SCALGO Flash Flood Mapping shows where and how much water collects on a raster terrain during an extreme rain event. Considering all possible rain amounts it maps what part of a terrain is below water after a given amount of rain. SCALGO Flash Flood Mapping is offered as a computation consulting service. It has already been used to introduce a successful new product by a major European engineering company.
A consequence of extreme rain events where the sewage system is exhausted and the ground is saturated with water is that water gathers in depressions of the terrain. This can have catastrophic effects on housing and other assets within the depressions. Therefore, analyzing how water gathers in depressions of detailed terrain models is an important part of flood risk analysis.
SCALGO Flash Flood Mapping shows how much rain has to fall before any given cell of a raster terrain is below water.
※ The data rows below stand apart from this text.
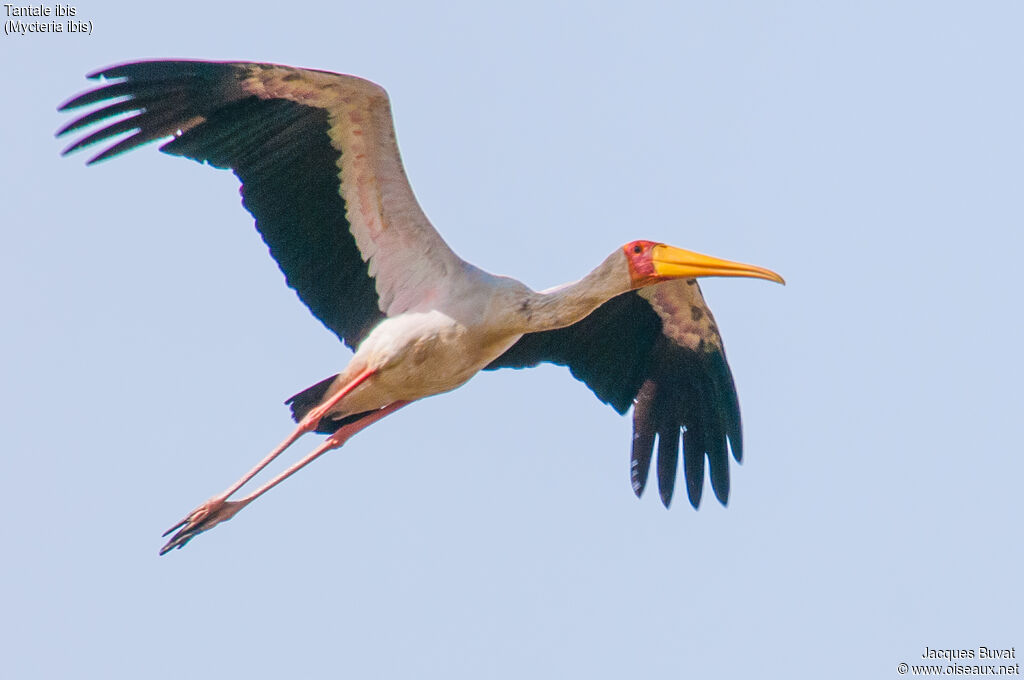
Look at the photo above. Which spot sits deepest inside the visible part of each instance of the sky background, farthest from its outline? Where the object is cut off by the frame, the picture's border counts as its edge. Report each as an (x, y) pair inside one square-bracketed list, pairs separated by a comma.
[(872, 153)]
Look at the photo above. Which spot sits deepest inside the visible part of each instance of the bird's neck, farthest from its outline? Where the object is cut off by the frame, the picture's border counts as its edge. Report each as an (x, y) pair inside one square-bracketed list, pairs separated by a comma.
[(569, 303)]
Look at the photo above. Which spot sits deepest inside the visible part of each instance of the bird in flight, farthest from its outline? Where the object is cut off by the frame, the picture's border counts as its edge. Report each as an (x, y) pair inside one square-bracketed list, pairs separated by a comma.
[(316, 156)]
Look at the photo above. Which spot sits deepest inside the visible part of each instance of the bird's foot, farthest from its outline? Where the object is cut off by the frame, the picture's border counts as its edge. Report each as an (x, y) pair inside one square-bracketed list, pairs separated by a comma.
[(201, 519)]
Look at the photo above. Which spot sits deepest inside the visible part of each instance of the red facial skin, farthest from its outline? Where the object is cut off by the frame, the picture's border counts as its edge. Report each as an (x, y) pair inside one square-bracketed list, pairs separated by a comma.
[(638, 253)]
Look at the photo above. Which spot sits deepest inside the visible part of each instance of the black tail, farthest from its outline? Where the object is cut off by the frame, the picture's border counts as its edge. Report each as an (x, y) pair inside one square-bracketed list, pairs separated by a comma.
[(308, 398)]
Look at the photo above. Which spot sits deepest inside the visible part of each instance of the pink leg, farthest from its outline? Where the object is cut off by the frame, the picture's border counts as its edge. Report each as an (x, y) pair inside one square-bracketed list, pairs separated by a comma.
[(307, 424), (219, 509)]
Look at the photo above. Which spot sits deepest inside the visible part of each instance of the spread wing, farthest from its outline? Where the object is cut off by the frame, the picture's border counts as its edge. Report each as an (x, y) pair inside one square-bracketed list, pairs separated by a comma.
[(320, 169), (657, 349)]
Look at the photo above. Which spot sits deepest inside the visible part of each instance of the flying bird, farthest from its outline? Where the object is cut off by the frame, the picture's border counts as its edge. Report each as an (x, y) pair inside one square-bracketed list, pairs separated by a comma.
[(316, 156)]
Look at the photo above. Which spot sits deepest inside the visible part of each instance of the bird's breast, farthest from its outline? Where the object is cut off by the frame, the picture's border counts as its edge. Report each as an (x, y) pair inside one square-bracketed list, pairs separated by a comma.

Consequently, the mapping can be easily used to compute what part of each depression is below water after a given amount of rain, and thus effectively shows how water collects in depressions for all possible amounts of rain.
SCALGO Flash Flood Mapping considers all potential rain amounts and analyzes how depressions within other depressions are filled with water; it takes the volume and watershed of each depression into account, as well as the changes to watersheds that occur when other upstream depressions are filled with water. The mapping can be produced for “non-uniform” rain, simulating real extreme rain events. It is also possible to fill depressions that are completely flooded after a certain amount of rain and thus compute a realistic flow network. This makes it possible to analyze how critical situations can occur when depressions fill with water resulting in dramatically increased watersheds for other downstream depressions.
Figure showing parts of the terrain below water for 50mm (red), 100mm (yellow) and 150mm (blue) of rain, respectively.